Siéntete feliz, porque a pesar de
que mi respuesta a tu proposición fue negativa, no fue así porque no hayas sido
todo lo que quisiera para mi vida, sino porque fui demasiado cobarde para
aceptarla, porque además sabía que cumplirías con cada una de las palabras que
decías en mi oído. Reconocer mi miedo en voz alta te habría dado a ti el coraje
que necesitabas para lograr convencerme y darme todo aquello que nunca te dije
que necesitaba pero tú manifestabas de forma tan convincente en voz alta y
mirándome a los ojos que sabías y que de hecho hasta el día de hoy sabes.

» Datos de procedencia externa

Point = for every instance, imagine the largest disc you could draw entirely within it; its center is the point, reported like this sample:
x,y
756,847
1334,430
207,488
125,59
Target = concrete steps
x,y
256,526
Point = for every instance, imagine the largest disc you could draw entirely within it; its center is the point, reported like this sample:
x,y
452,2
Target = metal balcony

Habría flaqueado, e inevitablemente uno de los dos habría terminado herido y yo
no estaba dispuesta a correr ese riesgo.
Siéntete feliz, porque no mereces
contigo a una mujer dañada a la espera de ser reparada, sino una íntegra,
entera, porque desde donde se mire tu alma, tú si lo eres.
Siéntete feliz, porque a pesar de
que en algún momento la conversación dejó de ser diaria y en el camino pudimos
abandonarnos, nunca lo hicimos, ni antes, ni ahora, ni después.
Siéntete feliz, porque aunque he
estado molesta contigo, o desilusionada de la vida y sus encantos o sintiéndome
infeliz, no habrán días que me queden de vida en los que vayas por tu vereda y
yo por la mía y no vaya a sonreírte.
Siéntete feliz, aunque se perciba
la pena, porque a pesar de que nadie lo crea o lo entienda o ni si quiera
nosotros mismos sepamos por qué, nos queremos. Yo, te quiero.